Re: Towards PROV-O Accounts

Hi, Luc.

Thanks for so much feedback and sorry for taking so long to respond.

responses within.

On Jan 5, 2012, at 8:55 AM, Luc Moreau wrote:

> Hi Tim,
> 
> Thanks for your document on using graphs to model accounts.
> 
> There is a few issues that I think we should discuss since they
> potentially represent substantial differences with prov-dm.
> 
> 1. I have a problem with your statement:
> 
>   An Account is an Entity that was generated by an asserter during an
>   assertion activity.
> 
> This is not what prov-dm states at all.
> 
> Indeed, an account is a "thing in the world". We can then take
> multiple perspectives about that thing, which we can represent as
> entities for provenance purpose.  Having done that, then we can talk about
> the provenance of an account.
> 
> There maybe multiple ways of looking at a given account acc:
>  - what account acc tells us about entity e
>  - acc with suitable anonymization
>  - acc with a cryptographic signature
>  - etc
> 
>  It is up to the provenance asserter to decide how to assert entities
>  and we can't do that for them.
>  That's why it is not right to say that an account *is* an entity.
> 
>  However, an account is a thing in the world and we can define perspectives
>  on it as entities.
> 

I appreciate your attempt to clarify this point, but I must admit I don't know how to make the distinction useful.
I see "Things" vs. "Entities" as semiotic referents and symbols, respectively.
I'm going to hope that I can recruit those in the group that have a better understanding than I do and seem to share my confusion.


> 
> 
> 2. Currently an asserter is not modelled as an agent.  There is a note
>   to that effect. Nobody has come back to this point.  Until we firm
>   up this issue, we won't be able to decide whether your modelling is
>   correct or not.

I find it difficult to conceive of an asserter that does not have any responsibility for what it stated.
And since responsibility is agency in DM, I would think the asserter must be an agent.

> 
> 3. I agree with you that if we have an entity for an account, we can
>   also explain how it is generated, etc.
> 
>   Maybe, it's easier to use attributionm rather than introduce activity types.
> 
>    wasAttributedTo ( eIdentifier , agIdentifier optional-attribute-values )

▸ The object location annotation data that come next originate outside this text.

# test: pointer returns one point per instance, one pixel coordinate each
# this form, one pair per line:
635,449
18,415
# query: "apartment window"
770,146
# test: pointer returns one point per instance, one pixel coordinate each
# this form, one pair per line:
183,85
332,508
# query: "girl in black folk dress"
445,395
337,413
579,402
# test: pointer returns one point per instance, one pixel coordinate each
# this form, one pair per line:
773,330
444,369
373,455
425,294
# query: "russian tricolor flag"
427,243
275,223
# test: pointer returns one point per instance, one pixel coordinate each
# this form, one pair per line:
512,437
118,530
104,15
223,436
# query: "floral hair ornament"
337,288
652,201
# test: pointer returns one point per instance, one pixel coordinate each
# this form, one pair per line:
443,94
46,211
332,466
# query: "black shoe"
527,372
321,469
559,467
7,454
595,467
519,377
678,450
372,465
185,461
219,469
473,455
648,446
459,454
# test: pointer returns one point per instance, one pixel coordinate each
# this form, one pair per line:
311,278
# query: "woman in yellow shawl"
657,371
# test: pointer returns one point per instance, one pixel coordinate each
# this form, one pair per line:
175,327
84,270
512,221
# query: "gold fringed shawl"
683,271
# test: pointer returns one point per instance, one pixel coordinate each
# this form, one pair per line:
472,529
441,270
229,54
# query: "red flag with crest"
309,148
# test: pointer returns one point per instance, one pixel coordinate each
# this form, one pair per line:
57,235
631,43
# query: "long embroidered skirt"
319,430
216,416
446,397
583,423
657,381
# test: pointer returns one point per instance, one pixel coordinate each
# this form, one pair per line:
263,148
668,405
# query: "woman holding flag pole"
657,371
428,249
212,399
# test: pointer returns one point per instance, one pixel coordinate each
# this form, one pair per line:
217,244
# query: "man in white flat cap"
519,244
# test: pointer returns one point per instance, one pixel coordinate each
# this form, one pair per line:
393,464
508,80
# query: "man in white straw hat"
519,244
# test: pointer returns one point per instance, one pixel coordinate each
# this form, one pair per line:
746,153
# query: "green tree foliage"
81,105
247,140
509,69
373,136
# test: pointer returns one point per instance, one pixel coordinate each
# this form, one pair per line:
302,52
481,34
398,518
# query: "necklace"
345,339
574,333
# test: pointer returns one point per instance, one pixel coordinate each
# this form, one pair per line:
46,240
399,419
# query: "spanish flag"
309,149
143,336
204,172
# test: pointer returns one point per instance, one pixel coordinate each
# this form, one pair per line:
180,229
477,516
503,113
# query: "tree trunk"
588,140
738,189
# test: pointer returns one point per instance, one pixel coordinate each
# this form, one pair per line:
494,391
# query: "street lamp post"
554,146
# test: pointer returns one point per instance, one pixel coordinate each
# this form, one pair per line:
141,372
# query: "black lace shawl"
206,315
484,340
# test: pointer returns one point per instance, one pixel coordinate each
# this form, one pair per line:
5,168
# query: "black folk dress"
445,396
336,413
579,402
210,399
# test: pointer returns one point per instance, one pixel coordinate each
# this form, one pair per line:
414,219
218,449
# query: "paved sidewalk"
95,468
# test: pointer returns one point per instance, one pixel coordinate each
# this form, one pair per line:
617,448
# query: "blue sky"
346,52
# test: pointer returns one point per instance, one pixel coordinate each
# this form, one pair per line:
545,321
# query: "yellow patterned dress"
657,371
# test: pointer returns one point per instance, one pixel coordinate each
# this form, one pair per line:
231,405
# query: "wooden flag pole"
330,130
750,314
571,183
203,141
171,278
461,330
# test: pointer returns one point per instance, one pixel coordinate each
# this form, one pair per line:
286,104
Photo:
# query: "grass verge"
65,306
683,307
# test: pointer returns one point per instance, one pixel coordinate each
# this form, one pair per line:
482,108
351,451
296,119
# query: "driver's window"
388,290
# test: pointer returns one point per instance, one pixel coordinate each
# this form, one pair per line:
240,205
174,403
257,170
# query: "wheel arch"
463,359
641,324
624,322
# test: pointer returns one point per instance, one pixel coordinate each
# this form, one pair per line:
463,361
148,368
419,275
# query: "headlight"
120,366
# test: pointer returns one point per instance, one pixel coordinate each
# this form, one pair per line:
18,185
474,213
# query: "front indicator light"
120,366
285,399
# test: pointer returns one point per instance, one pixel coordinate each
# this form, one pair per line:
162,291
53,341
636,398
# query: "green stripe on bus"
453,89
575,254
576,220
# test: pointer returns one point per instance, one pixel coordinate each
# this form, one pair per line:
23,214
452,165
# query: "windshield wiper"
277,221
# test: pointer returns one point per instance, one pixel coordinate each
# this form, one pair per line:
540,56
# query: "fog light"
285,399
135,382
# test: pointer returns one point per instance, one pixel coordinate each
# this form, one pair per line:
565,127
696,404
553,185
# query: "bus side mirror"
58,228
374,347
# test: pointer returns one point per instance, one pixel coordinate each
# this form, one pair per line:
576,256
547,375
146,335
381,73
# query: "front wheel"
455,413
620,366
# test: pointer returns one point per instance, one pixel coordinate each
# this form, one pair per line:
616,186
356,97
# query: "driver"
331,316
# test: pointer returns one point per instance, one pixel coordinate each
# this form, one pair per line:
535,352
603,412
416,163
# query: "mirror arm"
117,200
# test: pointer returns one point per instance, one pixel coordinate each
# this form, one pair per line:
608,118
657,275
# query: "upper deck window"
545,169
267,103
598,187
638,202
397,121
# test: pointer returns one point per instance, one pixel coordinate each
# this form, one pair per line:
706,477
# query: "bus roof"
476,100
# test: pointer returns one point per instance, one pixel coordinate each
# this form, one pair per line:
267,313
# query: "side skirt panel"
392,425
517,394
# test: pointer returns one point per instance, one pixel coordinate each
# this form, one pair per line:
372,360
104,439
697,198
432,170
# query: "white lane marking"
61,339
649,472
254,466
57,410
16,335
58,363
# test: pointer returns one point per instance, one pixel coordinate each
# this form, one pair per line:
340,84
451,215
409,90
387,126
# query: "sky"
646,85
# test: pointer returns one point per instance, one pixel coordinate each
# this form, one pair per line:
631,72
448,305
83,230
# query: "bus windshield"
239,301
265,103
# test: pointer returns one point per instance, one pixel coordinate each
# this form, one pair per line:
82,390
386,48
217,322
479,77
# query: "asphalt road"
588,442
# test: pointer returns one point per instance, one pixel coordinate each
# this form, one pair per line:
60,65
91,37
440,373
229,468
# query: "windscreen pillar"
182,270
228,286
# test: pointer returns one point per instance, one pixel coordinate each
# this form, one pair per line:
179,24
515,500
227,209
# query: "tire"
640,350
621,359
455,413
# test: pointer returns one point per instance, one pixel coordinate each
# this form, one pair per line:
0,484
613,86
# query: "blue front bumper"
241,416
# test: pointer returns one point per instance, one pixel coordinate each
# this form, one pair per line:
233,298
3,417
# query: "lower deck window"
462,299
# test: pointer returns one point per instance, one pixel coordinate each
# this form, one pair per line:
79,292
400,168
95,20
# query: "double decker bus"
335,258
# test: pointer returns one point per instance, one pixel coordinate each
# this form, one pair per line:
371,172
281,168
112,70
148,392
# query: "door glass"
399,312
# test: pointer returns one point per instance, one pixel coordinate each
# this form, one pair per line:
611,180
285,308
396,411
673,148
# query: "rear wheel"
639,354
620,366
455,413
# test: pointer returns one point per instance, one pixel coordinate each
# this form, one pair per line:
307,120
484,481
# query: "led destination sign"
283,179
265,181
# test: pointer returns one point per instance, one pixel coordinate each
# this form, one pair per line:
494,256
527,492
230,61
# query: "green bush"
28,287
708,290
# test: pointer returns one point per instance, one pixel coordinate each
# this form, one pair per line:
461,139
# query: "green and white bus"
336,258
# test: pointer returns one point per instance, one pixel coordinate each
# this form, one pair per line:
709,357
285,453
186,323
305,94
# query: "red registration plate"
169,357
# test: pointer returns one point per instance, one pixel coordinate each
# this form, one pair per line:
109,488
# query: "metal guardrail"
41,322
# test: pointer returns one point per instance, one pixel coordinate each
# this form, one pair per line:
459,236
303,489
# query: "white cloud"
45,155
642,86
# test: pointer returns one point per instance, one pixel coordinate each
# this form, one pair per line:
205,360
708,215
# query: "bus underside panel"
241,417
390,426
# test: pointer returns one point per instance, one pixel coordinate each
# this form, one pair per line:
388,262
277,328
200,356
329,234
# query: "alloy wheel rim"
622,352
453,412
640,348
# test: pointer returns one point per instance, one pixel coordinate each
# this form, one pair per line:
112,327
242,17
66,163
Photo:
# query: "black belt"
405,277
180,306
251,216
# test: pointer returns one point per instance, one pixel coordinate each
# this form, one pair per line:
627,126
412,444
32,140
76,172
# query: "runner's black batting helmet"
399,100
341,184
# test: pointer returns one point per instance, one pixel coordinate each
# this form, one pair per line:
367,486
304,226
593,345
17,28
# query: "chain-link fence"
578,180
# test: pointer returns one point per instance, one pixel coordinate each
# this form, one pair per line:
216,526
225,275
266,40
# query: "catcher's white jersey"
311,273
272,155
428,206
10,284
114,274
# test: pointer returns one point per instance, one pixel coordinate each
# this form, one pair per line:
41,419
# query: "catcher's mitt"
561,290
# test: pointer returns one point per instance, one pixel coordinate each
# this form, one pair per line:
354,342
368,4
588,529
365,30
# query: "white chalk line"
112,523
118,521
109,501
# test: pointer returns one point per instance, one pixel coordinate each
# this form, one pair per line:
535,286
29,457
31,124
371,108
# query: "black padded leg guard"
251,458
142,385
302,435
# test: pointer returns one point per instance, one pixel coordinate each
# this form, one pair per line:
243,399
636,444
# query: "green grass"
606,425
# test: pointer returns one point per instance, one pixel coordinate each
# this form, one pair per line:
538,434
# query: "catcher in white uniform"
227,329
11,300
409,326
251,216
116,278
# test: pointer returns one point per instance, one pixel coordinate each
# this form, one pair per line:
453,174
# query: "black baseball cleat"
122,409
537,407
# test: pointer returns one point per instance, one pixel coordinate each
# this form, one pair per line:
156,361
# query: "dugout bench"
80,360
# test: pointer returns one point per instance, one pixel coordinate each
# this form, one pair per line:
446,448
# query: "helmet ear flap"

I very much like this idea. Thank you for the suggestion.
As we discussed briefly a few telecons ago, would the DM be able to have qualified wasAttributedTo relations?
I think that it would be a natural question for a consumer, upon hearing that "account x was from agent y", to want to ask about how, when, or in what situation agent y stated those things (e.g., under oath in a courtroom, on twitter 2am on a Friday night, etc).
I added https://www.w3.org/2011/prov/track/issues/216 so we can track this idea.

> 
> 4. I can't decide whether your graph hash is central to your encoding
>   or not.

The fact that I'm using a hash to name is not important, but _what_ I am naming _is_ important.
As long as one knows they are naming a set of abstract triples, they can choose any non-hash name they desire.
But they need to know that they are denoting the abstract triples.
I am using the hash to be clear about what I'm naming.
Adding or changing a triple would result in a new abstract graph and would thus need a new name.
Hashes exhibit this same characteristic, thus their employment.

> If it is part of the design, it doesn't match my view of accounts.
> 
>   Using prov-aq, I may retrieve the provenance of entity e1, and obtain:
> 
>   acc(ex:a1,
>       http://ex/asserter1,
>       entity(e1,[...])
>       ...)
> 
>   Again, using prov-aq, I may retrieve the provenance of entity e2, and obtain:
> 
> 
>   acc(ex:a1,
>       http://ex/asserter1,
>       entity(e2,[...])
>       ...)
> 
>   Same account in the sense that it is generated by
>   http://ex/asserter1 and named ex:a1, but different subset of
>   records.

That is fine, because the consumer is not naming the account. 
The producer already has named it, and knew the full graph when they named it.
(again, hashes need not be used, but the properties that they exhibit should be followed)

> 
>   It's important to support that use case, since in that case, those
>   two account instances are telling us that they are the same, coming
>   from a same asserter, and can be merged without conflict (if the
>   original full account was without conflict).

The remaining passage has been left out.